Все сидевшие в столовой молча слушали этот разговор, но когда доктор снова начал объяснять про цепочку, Марья Андреевна крикнула отчаянным голосом:

— Ты перестанешь мучить эту несчастную, ведь ты доведешь меня до буйного помешательства!

— Ну и семейка! — крикнул из коридора доктор и захлопнул дверь.

Марья Андреевна сразу же успокоилась и сказала, что Москвину следует надеть докторские брюки, ибо в галифе он выглядит подозрительно.

— Но вообще можете не беспокоиться, — с гордостью проговорила она, — доктор настолько уважаем, что никто не осмелится прийти с обыском в нашу квартиру.

Она ушла хлопотать по хозяйству, а Верхотурский и военкомы остались в столовой.

— Помыть, что ли, посуду, скука смертная, — сказал Москвин и, пощупав свой живот, покачал головой.

Факторович икнул и заговорил плачущим голосом:

— Товарищи, я здесь с ума сойду. Я задыхаюсь в этой обстановке. Я ведь сам жил в такой семейке, у своего папаши, мне эта механика известна.

— Брось, — сказал Москвин, — подумаешь, обстановка, ты бы посмотрел на моего папаню, когда он в получку возвращался.

— А я вот полежу на этом роскошном диване, — сказал Верхотурский и улегся, подкладывая под затылок подушечки.

Он взял одну подушку в руки и принялся разглядывать ее. На черном бархате была вышита бисером яркая бабочка, сотни разноцветных бисеринок переливались в сложном и тонком узоре, составлявшем расцветку крыльев.

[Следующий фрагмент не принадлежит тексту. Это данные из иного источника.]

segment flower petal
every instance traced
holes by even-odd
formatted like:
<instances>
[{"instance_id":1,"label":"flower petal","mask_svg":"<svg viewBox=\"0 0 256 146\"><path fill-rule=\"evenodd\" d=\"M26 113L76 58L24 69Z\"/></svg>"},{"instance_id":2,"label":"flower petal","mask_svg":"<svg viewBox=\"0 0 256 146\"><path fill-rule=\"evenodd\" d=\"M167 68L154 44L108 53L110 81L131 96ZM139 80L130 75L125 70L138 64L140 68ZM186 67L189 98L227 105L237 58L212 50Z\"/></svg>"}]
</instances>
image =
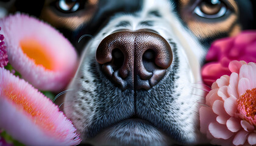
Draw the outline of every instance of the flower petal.
<instances>
[{"instance_id":1,"label":"flower petal","mask_svg":"<svg viewBox=\"0 0 256 146\"><path fill-rule=\"evenodd\" d=\"M236 97L236 99L238 99L239 97L238 92L237 90L238 81L238 74L235 72L231 74L227 92L230 96Z\"/></svg>"},{"instance_id":2,"label":"flower petal","mask_svg":"<svg viewBox=\"0 0 256 146\"><path fill-rule=\"evenodd\" d=\"M231 117L227 121L227 128L232 132L237 132L241 128L240 121L233 117Z\"/></svg>"},{"instance_id":3,"label":"flower petal","mask_svg":"<svg viewBox=\"0 0 256 146\"><path fill-rule=\"evenodd\" d=\"M71 122L27 82L0 68L0 127L16 140L28 145L80 142Z\"/></svg>"},{"instance_id":4,"label":"flower petal","mask_svg":"<svg viewBox=\"0 0 256 146\"><path fill-rule=\"evenodd\" d=\"M251 133L248 136L248 143L251 145L256 145L256 133Z\"/></svg>"},{"instance_id":5,"label":"flower petal","mask_svg":"<svg viewBox=\"0 0 256 146\"><path fill-rule=\"evenodd\" d=\"M235 136L233 140L233 144L235 145L243 145L247 140L248 132L244 130L239 131Z\"/></svg>"},{"instance_id":6,"label":"flower petal","mask_svg":"<svg viewBox=\"0 0 256 146\"><path fill-rule=\"evenodd\" d=\"M199 116L200 131L201 133L205 134L208 131L210 123L215 120L216 116L211 108L206 106L200 108Z\"/></svg>"},{"instance_id":7,"label":"flower petal","mask_svg":"<svg viewBox=\"0 0 256 146\"><path fill-rule=\"evenodd\" d=\"M246 120L241 120L241 125L246 131L250 132L254 130L254 127Z\"/></svg>"},{"instance_id":8,"label":"flower petal","mask_svg":"<svg viewBox=\"0 0 256 146\"><path fill-rule=\"evenodd\" d=\"M221 87L218 91L218 95L222 98L223 100L227 99L229 97L229 93L227 92L229 86L224 86Z\"/></svg>"},{"instance_id":9,"label":"flower petal","mask_svg":"<svg viewBox=\"0 0 256 146\"><path fill-rule=\"evenodd\" d=\"M222 75L220 78L216 81L216 83L217 83L218 86L219 88L224 86L228 86L229 84L229 76L227 75Z\"/></svg>"},{"instance_id":10,"label":"flower petal","mask_svg":"<svg viewBox=\"0 0 256 146\"><path fill-rule=\"evenodd\" d=\"M218 96L218 89L212 89L205 97L205 103L212 106L214 102L216 100L221 100L221 98Z\"/></svg>"},{"instance_id":11,"label":"flower petal","mask_svg":"<svg viewBox=\"0 0 256 146\"><path fill-rule=\"evenodd\" d=\"M226 124L229 118L229 116L225 116L221 115L221 116L218 116L216 118L216 120L217 120L217 122L221 124Z\"/></svg>"},{"instance_id":12,"label":"flower petal","mask_svg":"<svg viewBox=\"0 0 256 146\"><path fill-rule=\"evenodd\" d=\"M246 63L244 61L238 61L237 60L233 60L229 63L229 68L232 72L238 74L242 65L245 64Z\"/></svg>"},{"instance_id":13,"label":"flower petal","mask_svg":"<svg viewBox=\"0 0 256 146\"><path fill-rule=\"evenodd\" d=\"M40 90L59 92L75 73L73 45L50 25L21 13L0 19L9 61L23 78Z\"/></svg>"},{"instance_id":14,"label":"flower petal","mask_svg":"<svg viewBox=\"0 0 256 146\"><path fill-rule=\"evenodd\" d=\"M246 78L240 78L238 82L238 89L239 96L241 96L244 93L245 93L246 90L251 89L250 81Z\"/></svg>"},{"instance_id":15,"label":"flower petal","mask_svg":"<svg viewBox=\"0 0 256 146\"><path fill-rule=\"evenodd\" d=\"M233 135L233 133L229 131L226 125L216 122L209 124L209 131L215 138L227 139Z\"/></svg>"},{"instance_id":16,"label":"flower petal","mask_svg":"<svg viewBox=\"0 0 256 146\"><path fill-rule=\"evenodd\" d=\"M230 116L233 116L235 111L236 111L237 102L236 99L233 97L230 97L224 101L225 111Z\"/></svg>"}]
</instances>

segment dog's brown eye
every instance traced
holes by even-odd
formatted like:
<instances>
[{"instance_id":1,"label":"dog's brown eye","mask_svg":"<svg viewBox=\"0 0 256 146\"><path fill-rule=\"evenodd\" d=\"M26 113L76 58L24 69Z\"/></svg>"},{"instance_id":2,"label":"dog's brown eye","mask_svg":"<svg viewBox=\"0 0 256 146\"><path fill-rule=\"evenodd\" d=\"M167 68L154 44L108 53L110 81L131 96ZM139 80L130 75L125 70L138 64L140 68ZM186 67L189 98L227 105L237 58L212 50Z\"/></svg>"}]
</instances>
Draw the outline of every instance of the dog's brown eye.
<instances>
[{"instance_id":1,"label":"dog's brown eye","mask_svg":"<svg viewBox=\"0 0 256 146\"><path fill-rule=\"evenodd\" d=\"M66 13L76 12L80 6L80 2L76 0L59 0L56 4L60 10Z\"/></svg>"},{"instance_id":2,"label":"dog's brown eye","mask_svg":"<svg viewBox=\"0 0 256 146\"><path fill-rule=\"evenodd\" d=\"M224 16L227 12L227 6L220 0L203 0L194 9L199 16L214 19Z\"/></svg>"}]
</instances>

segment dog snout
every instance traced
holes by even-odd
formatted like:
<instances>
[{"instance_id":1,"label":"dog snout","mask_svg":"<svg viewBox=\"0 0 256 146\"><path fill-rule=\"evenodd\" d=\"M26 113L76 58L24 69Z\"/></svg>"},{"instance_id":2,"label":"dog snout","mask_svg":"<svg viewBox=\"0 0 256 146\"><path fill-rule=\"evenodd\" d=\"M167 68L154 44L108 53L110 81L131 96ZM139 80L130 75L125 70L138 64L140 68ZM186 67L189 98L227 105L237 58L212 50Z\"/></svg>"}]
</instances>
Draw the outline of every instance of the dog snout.
<instances>
[{"instance_id":1,"label":"dog snout","mask_svg":"<svg viewBox=\"0 0 256 146\"><path fill-rule=\"evenodd\" d=\"M101 42L96 58L101 71L122 89L149 90L165 76L172 52L158 34L144 30L123 31Z\"/></svg>"}]
</instances>

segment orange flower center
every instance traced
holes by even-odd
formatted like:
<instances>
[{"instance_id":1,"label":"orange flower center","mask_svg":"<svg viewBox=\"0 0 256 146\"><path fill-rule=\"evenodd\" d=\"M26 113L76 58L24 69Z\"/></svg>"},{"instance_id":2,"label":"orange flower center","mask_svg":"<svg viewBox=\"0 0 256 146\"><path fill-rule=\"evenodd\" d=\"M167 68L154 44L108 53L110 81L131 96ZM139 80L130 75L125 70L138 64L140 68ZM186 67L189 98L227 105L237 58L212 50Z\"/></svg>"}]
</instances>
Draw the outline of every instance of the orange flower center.
<instances>
[{"instance_id":1,"label":"orange flower center","mask_svg":"<svg viewBox=\"0 0 256 146\"><path fill-rule=\"evenodd\" d=\"M51 133L53 136L65 137L66 133L62 133L56 130L55 125L52 122L51 116L45 114L43 109L38 108L35 105L35 103L32 101L32 99L28 97L26 92L17 90L15 86L16 85L9 83L7 86L7 88L2 89L4 95L12 101L16 105L16 108L23 109L29 114L35 124L40 127L48 133Z\"/></svg>"},{"instance_id":2,"label":"orange flower center","mask_svg":"<svg viewBox=\"0 0 256 146\"><path fill-rule=\"evenodd\" d=\"M51 57L45 51L44 45L38 41L26 38L20 42L23 52L37 65L43 66L45 69L52 70L53 64Z\"/></svg>"},{"instance_id":3,"label":"orange flower center","mask_svg":"<svg viewBox=\"0 0 256 146\"><path fill-rule=\"evenodd\" d=\"M256 126L256 88L246 90L237 100L238 109L240 116Z\"/></svg>"}]
</instances>

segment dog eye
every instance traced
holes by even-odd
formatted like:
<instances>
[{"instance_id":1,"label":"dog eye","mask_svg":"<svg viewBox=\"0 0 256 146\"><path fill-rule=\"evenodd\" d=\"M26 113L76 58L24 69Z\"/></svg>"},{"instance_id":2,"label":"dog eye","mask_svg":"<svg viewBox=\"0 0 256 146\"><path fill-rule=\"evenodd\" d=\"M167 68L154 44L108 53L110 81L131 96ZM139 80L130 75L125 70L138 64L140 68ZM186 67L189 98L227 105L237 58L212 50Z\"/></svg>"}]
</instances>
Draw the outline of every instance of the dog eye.
<instances>
[{"instance_id":1,"label":"dog eye","mask_svg":"<svg viewBox=\"0 0 256 146\"><path fill-rule=\"evenodd\" d=\"M57 7L65 13L77 11L80 7L80 1L76 0L59 0L56 2Z\"/></svg>"},{"instance_id":2,"label":"dog eye","mask_svg":"<svg viewBox=\"0 0 256 146\"><path fill-rule=\"evenodd\" d=\"M227 10L227 5L220 0L203 0L194 12L199 16L215 19L223 16Z\"/></svg>"}]
</instances>

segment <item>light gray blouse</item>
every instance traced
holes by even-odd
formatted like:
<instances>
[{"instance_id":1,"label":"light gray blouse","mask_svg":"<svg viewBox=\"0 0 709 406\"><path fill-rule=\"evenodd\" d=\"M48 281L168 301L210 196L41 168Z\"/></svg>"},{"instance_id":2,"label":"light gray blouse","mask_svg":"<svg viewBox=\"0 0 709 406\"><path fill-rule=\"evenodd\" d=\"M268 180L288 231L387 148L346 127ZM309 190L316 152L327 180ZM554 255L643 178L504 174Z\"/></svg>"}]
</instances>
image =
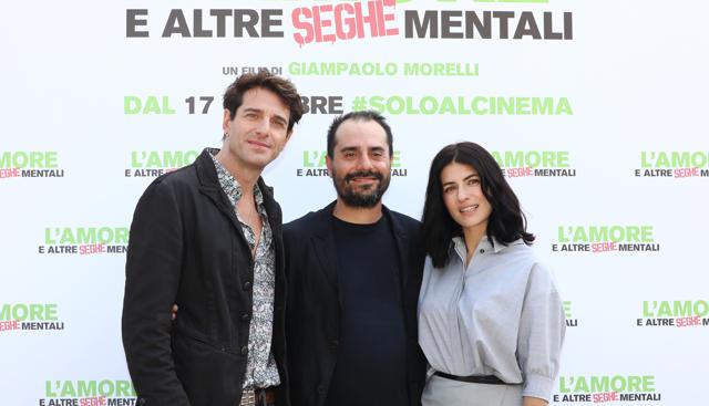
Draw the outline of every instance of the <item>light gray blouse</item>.
<instances>
[{"instance_id":1,"label":"light gray blouse","mask_svg":"<svg viewBox=\"0 0 709 406\"><path fill-rule=\"evenodd\" d=\"M566 324L552 275L522 240L487 238L465 268L463 238L443 269L427 258L419 296L419 343L431 367L495 375L523 396L549 400Z\"/></svg>"}]
</instances>

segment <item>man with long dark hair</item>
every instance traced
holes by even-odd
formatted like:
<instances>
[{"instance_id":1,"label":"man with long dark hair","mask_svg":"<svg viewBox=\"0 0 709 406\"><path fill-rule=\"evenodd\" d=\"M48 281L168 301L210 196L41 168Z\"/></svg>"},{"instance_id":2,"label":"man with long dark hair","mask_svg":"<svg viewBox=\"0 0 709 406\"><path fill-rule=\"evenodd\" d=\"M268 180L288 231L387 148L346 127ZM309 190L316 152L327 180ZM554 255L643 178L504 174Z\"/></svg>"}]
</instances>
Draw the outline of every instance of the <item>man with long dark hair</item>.
<instances>
[{"instance_id":1,"label":"man with long dark hair","mask_svg":"<svg viewBox=\"0 0 709 406\"><path fill-rule=\"evenodd\" d=\"M381 198L391 177L384 117L354 112L328 131L337 200L284 226L294 406L420 404L419 222Z\"/></svg>"},{"instance_id":2,"label":"man with long dark hair","mask_svg":"<svg viewBox=\"0 0 709 406\"><path fill-rule=\"evenodd\" d=\"M242 75L224 95L222 149L141 197L123 302L138 406L288 404L281 211L260 174L302 113L289 81Z\"/></svg>"}]
</instances>

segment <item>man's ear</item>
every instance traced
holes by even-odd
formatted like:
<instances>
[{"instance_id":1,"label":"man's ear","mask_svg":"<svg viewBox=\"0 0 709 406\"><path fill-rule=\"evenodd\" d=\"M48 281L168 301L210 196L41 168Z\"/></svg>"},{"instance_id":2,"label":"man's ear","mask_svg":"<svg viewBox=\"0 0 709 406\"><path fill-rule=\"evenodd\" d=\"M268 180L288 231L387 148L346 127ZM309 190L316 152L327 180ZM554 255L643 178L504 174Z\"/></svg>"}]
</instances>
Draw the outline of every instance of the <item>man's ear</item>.
<instances>
[{"instance_id":1,"label":"man's ear","mask_svg":"<svg viewBox=\"0 0 709 406\"><path fill-rule=\"evenodd\" d=\"M224 110L224 117L222 117L222 131L224 134L228 134L229 126L232 125L232 113L228 108Z\"/></svg>"},{"instance_id":2,"label":"man's ear","mask_svg":"<svg viewBox=\"0 0 709 406\"><path fill-rule=\"evenodd\" d=\"M328 168L328 176L332 177L332 159L329 155L325 156L325 166Z\"/></svg>"}]
</instances>

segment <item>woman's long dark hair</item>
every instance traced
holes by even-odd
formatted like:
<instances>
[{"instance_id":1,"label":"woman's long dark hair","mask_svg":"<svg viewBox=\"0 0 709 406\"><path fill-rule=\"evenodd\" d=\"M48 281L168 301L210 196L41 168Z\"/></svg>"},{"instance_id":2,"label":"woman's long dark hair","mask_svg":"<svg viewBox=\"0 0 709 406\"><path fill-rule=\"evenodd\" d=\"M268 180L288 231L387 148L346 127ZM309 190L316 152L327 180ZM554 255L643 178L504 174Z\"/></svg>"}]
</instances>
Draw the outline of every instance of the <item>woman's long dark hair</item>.
<instances>
[{"instance_id":1,"label":"woman's long dark hair","mask_svg":"<svg viewBox=\"0 0 709 406\"><path fill-rule=\"evenodd\" d=\"M502 169L490 153L475 143L451 144L441 149L431 163L429 186L423 205L423 242L433 266L442 268L448 262L451 239L461 236L461 226L453 220L443 202L441 171L451 163L472 166L480 175L483 195L492 206L487 220L487 238L506 246L522 239L527 246L534 235L526 231L526 217L520 208L520 200L502 175Z\"/></svg>"}]
</instances>

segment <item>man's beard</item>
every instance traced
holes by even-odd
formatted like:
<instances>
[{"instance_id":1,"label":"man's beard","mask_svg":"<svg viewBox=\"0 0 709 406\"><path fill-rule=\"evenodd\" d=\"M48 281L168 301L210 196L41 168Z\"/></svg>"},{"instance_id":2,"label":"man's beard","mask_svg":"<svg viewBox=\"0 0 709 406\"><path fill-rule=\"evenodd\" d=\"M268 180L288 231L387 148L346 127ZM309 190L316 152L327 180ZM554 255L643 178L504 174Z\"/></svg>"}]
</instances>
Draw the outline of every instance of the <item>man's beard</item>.
<instances>
[{"instance_id":1,"label":"man's beard","mask_svg":"<svg viewBox=\"0 0 709 406\"><path fill-rule=\"evenodd\" d=\"M389 181L391 180L389 174L387 174L387 176L383 176L382 174L373 170L353 171L351 174L345 175L345 177L342 178L337 176L335 169L332 169L331 173L332 185L335 185L337 196L339 196L342 202L345 202L345 205L349 207L368 209L377 206L377 204L379 204L379 201L381 200L381 197L384 195L384 191L387 191L387 188L389 188ZM356 191L354 187L349 185L349 181L353 178L359 177L372 177L379 180L379 183L377 183L376 185L371 185L370 188L364 192Z\"/></svg>"}]
</instances>

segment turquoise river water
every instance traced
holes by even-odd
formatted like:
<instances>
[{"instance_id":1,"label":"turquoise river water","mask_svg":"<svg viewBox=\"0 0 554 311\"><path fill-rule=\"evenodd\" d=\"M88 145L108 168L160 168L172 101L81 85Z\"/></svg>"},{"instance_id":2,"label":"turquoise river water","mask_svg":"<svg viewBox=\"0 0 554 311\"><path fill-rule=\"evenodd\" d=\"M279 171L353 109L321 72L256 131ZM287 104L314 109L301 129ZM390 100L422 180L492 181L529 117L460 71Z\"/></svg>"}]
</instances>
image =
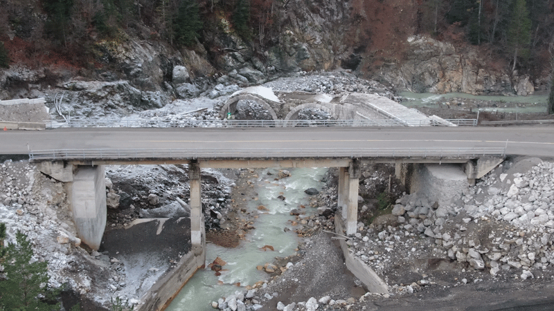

Верхотурский ковырнул пальцем вышивку, потер ладонью бабочкины глаза, сделанные из круглых красных пуговичек, и задумчиво сказал:

— Ну-ну, доложу я вам…

Потом он положил подушечку себе на живот и довольно закряхтел.

— Пойдем на склад Опродкомарма, поиграем в шахматишки, — предложил Факторович.

— Только не турнирную, а любительскую, — ответил Москвин.

— Т-рус.

— Я, знаешь, боюсь тебя в один день доконать, у тебя еще рана откроется от огорченья.

— Не бойся за мою рану, товарищ.

Как только они начинали говорить о шахматах, между ними устанавливался этот мальчишеский, сварливый тон. Это повелось еще с того времени, когда они лежали в полевом госпитале и сестра милосердия, глядя на их бумажные лица и прислушиваясь к их слабым голосам, едва слышным сквозь гул орудий, пугалась — ей казалось, что раненые военкомы сошли с ума.

Вдруг с улицы раздался шум, крики. Толкая друг друга, они побежали к окну.

Через площадь мчался толстый лысый человечек, а за ним, придерживая рукой шашку, гнался высокий и тощий польский солдат. Лысый человек бежал молча, он бодал воздух своей круглой головой, точно проламывал себе дорогу, а серовато-синий солдат мерно перебирал ногами и делал это так неохотно, точно верблюд, которого гонят палкой.

— Стуй, стуй, пшя крев! — кричал солдат.

Но «пшя крев» и не думал останавливаться. Вот он в последний раз повел шеей, боднул невидимое препятствие и скрылся за железной калиткой. И тотчас вслед за ним во двор вбежал тощий ленивый верблюд.

Площадь вдруг опустела, и три человека, стоя у окна, долго молчали.

— Догонит, сукин кот, — шепотом сказал Москвин.

— Как много камней, — точно силясь понять что-то, проговорил Факторович.

А Верхотурский молчал, поглаживая подушечку, которую машинально захватил, вскочив с дивана.

Из калитки вышел солдат, держа за шнурки два желтых ботинка. Он оглянулся, точно собираясь ступить в воду, и пошел через площадь. И как только солдат побрел, помахивая ботинками, на площадь выбежал лысый толстяк.

— Пани, пани, мои буты! — кричал он, всплескивая руками и приплясывая вокруг солдата. Его ноги в светлых носках еле касались земли, и было похоже, что человек танцует какой-то веселый, задорный танец. Солдат пошел быстрее, но толстяк не отставал от него.

— Пани, мои буты! — орал он и старался вырвать ботинки, но солдат, сердито закричав, метко лягнул его по заду. Он шел быстрыми шагами, худой, небритый, подняв ботинки над головой, а маленький толстяк в светлых носках прыгал возле него и пронзительно кричал.

Он уже не боялся ни револьвера, ни кавалерийской сабли, весь охваченный могучим желанием вернуть свои оранжево-желтые ботинки. Так они дошли до середины площади, и солдат начал озираться, не зная куда идти.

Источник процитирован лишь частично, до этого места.